The sound voice onset generation unit,
A phonetic symbol voice storage ROM that stores the phonetic symbols different voice data,
A frequency switch for selecting and outputting one of the clock pulses generated by the oscillator in accordance with the control signal before Symbol controller,
A voice synthesizer that synthesizes voice data selected and output from the phonetic symbol voice storage ROM by the control unit according to the clock pulse selected and output by the frequency switch;
A D / A converter for converting the output of the speech synthesizer into analog and outputting it to an audio switch;
The video equipment having a learning function according to claim 1, comprising:

A learning database for storing learning data including phonetic symbols;
A caption processing unit that performs caption processing on caption data included in a broadcast signal and the learning data stored in the learning database in order to display the image data on a display screen;
Using prestored digital voice data for each phonetic symbol, the speech of the accent corresponding to the word in the learning data is synthesized and the frequency of the output voice corresponding to the accent of the phonetic symbol included in the learning data A sound generator including a plurality of oscillators for generating clock pulses that match a corresponding accent to modulate
When the user requests to provide voice learning, the subtitle processing unit reads the corresponding learning data from the learning database and outputs the learning data corresponding to the requested setting contents and the corresponding voice.
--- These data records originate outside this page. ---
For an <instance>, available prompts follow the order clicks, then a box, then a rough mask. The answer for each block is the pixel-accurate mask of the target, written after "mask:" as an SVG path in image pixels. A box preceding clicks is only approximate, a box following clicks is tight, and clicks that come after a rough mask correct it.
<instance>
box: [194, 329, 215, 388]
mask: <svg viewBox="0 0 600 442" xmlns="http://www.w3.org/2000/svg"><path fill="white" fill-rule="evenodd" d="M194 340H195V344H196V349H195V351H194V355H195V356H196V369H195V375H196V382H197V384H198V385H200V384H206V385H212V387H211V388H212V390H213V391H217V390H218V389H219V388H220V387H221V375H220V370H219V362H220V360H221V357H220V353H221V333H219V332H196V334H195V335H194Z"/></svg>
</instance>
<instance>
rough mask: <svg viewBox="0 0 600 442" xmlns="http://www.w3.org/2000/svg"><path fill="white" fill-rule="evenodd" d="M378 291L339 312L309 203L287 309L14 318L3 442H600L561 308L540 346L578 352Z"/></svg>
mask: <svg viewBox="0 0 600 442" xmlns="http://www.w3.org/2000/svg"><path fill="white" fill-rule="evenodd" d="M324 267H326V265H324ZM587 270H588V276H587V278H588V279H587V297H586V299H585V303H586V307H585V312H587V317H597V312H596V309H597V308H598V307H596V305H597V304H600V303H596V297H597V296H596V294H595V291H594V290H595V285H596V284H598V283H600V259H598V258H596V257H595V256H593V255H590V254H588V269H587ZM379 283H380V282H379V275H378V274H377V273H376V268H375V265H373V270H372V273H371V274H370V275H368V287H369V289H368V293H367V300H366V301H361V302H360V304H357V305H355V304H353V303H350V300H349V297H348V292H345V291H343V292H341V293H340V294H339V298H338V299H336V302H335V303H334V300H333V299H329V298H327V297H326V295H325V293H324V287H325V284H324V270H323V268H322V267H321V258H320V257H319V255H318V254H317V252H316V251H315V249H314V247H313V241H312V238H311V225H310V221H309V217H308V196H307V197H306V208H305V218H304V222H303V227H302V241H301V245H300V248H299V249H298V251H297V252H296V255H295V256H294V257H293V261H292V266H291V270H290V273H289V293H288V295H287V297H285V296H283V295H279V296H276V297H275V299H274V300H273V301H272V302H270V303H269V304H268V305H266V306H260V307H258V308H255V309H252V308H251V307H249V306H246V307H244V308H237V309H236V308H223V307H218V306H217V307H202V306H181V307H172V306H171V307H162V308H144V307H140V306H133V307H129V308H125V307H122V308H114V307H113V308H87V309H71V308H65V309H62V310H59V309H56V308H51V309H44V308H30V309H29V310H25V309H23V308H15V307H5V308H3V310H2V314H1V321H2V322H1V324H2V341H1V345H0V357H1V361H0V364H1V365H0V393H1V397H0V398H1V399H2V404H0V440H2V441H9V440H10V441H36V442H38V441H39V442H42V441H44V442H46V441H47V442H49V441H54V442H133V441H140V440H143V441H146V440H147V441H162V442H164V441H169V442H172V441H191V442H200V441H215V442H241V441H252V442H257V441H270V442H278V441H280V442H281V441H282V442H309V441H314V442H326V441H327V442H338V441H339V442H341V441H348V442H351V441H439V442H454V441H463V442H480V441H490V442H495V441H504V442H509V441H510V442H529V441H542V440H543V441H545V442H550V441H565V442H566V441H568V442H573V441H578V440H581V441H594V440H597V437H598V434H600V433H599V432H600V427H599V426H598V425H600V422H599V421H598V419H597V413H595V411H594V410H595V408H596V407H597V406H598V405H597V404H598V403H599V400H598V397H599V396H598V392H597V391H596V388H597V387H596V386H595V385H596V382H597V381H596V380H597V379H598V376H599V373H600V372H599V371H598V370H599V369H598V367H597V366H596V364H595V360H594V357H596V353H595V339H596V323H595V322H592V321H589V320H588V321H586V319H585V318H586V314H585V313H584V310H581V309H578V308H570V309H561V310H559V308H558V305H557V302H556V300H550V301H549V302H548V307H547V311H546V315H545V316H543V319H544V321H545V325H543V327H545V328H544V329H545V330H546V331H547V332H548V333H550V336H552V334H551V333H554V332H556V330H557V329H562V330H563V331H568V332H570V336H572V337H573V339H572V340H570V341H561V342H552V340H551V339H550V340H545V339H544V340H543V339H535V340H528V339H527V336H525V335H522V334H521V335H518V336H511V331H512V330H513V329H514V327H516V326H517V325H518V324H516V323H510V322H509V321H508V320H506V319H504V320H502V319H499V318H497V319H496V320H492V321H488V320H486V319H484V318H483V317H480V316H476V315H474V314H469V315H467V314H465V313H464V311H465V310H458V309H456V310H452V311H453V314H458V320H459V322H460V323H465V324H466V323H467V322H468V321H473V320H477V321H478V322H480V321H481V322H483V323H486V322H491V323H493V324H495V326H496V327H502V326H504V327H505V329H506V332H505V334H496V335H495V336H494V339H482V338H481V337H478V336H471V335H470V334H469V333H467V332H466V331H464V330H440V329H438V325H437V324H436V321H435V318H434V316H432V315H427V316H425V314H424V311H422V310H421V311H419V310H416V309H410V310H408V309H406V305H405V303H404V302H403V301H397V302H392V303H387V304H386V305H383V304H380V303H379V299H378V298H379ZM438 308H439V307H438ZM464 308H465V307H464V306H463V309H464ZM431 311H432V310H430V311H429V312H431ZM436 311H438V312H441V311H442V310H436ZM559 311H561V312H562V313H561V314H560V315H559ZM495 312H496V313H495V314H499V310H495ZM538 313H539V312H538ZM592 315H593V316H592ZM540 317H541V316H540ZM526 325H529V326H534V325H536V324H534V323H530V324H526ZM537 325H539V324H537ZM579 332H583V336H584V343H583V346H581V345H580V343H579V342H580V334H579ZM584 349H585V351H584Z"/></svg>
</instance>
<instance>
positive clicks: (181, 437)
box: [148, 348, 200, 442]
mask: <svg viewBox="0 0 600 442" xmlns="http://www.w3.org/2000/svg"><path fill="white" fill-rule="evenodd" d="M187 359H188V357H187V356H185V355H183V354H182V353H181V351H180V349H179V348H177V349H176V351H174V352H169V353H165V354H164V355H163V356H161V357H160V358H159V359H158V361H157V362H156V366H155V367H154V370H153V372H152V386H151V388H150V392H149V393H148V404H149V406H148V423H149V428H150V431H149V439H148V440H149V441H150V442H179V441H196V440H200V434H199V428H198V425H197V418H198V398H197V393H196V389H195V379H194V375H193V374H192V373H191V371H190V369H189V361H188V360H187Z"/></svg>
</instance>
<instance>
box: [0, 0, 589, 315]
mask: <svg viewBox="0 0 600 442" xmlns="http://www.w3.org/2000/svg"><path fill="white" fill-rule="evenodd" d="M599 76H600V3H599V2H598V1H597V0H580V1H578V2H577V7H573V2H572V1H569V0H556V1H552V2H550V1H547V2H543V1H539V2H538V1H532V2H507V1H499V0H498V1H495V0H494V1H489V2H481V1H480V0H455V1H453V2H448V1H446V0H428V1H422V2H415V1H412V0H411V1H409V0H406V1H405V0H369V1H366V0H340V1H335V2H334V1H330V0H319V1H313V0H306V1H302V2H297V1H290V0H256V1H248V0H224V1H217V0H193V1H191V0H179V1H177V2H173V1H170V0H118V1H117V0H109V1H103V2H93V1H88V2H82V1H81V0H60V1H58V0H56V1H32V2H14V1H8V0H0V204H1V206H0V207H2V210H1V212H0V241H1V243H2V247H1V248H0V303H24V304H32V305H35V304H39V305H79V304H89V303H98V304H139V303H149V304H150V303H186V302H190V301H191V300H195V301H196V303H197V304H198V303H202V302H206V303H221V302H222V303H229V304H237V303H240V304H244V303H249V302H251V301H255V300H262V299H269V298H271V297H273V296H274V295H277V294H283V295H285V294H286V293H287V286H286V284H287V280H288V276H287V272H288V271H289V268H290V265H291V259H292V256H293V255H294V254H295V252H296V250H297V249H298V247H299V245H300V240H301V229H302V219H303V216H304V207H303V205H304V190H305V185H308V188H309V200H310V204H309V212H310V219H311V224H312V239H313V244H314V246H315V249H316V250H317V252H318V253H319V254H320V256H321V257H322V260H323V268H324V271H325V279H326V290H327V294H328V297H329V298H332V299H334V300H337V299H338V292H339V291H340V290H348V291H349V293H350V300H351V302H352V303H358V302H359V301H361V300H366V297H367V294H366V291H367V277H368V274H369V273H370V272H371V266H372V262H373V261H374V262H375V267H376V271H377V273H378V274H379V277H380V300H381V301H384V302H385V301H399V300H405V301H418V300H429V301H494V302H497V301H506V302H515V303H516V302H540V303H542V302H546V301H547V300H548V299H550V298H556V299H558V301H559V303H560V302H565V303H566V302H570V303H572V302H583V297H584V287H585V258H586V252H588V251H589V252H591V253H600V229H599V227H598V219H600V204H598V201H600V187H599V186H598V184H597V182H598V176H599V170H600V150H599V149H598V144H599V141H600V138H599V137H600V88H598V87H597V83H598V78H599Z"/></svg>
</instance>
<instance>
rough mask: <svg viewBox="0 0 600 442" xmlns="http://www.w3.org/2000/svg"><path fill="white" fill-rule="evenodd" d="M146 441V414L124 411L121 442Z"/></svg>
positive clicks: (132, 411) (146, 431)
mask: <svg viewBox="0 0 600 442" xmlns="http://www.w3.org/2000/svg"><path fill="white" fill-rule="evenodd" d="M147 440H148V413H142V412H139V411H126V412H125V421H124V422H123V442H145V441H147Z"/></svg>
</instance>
And a control unit for controlling the sound generation unit,
The caption signal of the caption processing unit or the learning data is input, and an OSD signal for controlling a video device is input on the screen, and the caption signal, the learning data, and the control signal are switched according to the switching signal of the control unit. A video switch for selectively outputting an OSD signal;
A video processing unit that inputs an output and a video signal from the video switch, and that processes the video signal so that the output and the video signal are displayed on a screen;
An audio switch that inputs an output from the audio generation unit and an audio signal, and selectively outputs the output from the video switch and the video signal according to a switching signal of the control unit,
An audio signal processing unit for processing an audio signal so that an output of the audio switch can be output via a speaker;
A video apparatus having a learning function.